A few weeks before the end of the year, a list was published of “the greatest TV shows of the 21st century”. I found this extremely annoying.
In one way, everyone loves a list. It’s irresistible, isn’t it? Irrelistible, you might say. I reckon I could make a list of anything at all and, as long as I made a grand claim of objectivity, you’d be sufficiently interested to read it and disagree. (Or agree, though that is rarer.)
Here is a list of the best things to have on toast:
1. Butter
2. Rose’s lime marmalade
3. Marmite
We fell out at point 2, didn’t we? We agreed at point 1. That’s 100 per cent. Nobody who doesn’t think that butter is the best thing to have on toast would be allowed to read a newspaper, for fear they’d cut themselves – nor even to read one online, in case they accidentally published something, or voted.

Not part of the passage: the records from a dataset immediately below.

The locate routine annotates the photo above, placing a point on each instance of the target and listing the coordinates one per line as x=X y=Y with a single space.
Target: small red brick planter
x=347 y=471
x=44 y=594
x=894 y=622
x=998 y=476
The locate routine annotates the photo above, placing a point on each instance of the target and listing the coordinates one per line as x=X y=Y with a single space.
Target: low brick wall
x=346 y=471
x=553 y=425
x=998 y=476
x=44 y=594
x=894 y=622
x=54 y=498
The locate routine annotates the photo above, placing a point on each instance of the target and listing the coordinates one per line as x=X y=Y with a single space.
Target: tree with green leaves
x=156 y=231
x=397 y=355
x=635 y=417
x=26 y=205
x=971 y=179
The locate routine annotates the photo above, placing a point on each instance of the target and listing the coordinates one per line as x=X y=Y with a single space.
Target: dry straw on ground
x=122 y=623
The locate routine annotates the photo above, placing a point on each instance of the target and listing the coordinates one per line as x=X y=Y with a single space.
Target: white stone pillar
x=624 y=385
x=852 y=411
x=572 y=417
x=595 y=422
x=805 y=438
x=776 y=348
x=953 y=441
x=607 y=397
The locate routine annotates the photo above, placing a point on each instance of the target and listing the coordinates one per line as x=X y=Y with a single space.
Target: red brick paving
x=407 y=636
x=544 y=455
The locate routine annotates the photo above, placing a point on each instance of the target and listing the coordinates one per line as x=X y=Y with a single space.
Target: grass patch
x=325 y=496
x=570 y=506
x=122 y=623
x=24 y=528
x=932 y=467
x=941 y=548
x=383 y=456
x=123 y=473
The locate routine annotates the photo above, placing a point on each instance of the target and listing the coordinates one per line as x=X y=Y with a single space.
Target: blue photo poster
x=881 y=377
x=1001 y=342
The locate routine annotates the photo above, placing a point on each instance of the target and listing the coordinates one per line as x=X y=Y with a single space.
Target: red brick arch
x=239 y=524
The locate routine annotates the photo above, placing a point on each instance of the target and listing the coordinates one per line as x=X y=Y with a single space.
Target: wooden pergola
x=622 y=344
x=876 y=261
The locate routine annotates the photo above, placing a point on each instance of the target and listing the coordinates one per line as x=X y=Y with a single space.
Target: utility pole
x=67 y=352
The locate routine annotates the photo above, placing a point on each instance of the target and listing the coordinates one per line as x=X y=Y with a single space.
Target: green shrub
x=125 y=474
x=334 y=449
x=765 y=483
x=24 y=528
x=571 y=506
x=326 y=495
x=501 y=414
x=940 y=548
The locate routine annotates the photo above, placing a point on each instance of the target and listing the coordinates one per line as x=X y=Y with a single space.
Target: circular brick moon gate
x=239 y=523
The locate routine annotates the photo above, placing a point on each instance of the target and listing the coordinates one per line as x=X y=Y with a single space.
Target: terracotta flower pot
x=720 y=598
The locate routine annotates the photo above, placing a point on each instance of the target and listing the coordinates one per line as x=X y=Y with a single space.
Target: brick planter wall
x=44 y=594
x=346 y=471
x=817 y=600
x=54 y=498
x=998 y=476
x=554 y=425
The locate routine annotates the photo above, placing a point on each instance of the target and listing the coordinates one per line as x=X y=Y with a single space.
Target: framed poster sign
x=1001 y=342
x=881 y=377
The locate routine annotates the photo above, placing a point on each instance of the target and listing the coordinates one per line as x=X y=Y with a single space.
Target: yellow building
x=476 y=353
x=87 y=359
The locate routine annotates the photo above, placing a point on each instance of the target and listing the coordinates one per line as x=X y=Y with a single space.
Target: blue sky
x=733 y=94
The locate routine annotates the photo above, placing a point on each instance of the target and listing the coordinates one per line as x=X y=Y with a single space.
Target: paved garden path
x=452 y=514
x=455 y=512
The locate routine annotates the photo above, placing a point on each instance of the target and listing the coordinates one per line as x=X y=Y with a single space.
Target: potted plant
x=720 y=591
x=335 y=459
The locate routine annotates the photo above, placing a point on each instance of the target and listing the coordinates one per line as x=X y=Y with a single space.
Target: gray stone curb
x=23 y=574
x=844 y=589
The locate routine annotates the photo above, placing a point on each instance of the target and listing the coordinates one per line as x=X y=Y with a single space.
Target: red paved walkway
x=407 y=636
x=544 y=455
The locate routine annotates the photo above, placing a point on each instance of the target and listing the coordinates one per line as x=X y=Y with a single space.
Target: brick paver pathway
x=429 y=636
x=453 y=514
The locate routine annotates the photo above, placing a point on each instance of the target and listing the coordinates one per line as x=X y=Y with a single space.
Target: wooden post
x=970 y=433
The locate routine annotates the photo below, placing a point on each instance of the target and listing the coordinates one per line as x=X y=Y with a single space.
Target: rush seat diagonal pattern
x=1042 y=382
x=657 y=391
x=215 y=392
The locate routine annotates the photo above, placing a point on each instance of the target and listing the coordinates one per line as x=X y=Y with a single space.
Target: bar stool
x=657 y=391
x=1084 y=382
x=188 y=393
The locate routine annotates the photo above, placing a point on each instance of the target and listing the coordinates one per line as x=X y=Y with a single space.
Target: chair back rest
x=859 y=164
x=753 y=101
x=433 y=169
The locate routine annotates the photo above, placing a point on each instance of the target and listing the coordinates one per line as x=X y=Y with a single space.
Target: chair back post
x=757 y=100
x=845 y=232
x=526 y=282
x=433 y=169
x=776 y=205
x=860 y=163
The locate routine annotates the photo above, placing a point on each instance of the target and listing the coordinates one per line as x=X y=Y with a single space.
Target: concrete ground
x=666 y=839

So there were no objections at point 1. But then, at point 2, all hell broke loose.
Here is a list of the best pets:
1. Sheep
2. Fish
3. Imaginary horse
In this instance, the controversy began at once. Neither dogs nor cats made it onto the podium. I listed the pets I consider the lowest maintenance. Maybe your own criteria for best pet include nonsense like companionship, or being a guard. Even if you agree that ease of care is the priority, you’d probably have put “imaginary horse” at number one. Aha, but it isn’t the lowest maintenance! Trust me; my daughter’s got one. It requires far more attention than a sheep, especially now that sheep no longer even need hay in January. Thanks, climate change!
At any rate, you read the whole list and disagreed.
Best thing for mopping up a spillage if you can’t find a jay cloth:
1. T-shirt
2. Sofa cushion
3. West Highland terrier
I need hardly go into the reasons why you might find fault with that list. In a world of increasing tribalism, factionalism and hysterical disagreement at every turn, a corollary obsession with list-making is really asking for trouble.
Thus, the “greatest TV shows of the 21st century” was bound to annoy me from the off. And so it did: The Wire was number one.
I didn’t like The Wire. I thought it was depressing and samey, self-consciously cool and sporadically unintelligible. (It rode high during a time in my life when poker players were always being interviewed, and always finding an opportunity to say that their favourite film was Goodfellas. I was the only one who ever said Back to the Future.)
At number three in the best-TV-shows list: Breaking Bad. Another drug one. You’ve got to be suspicious when smack is hogging two of the top three spots, haven’t you? You start asking questions about the jury.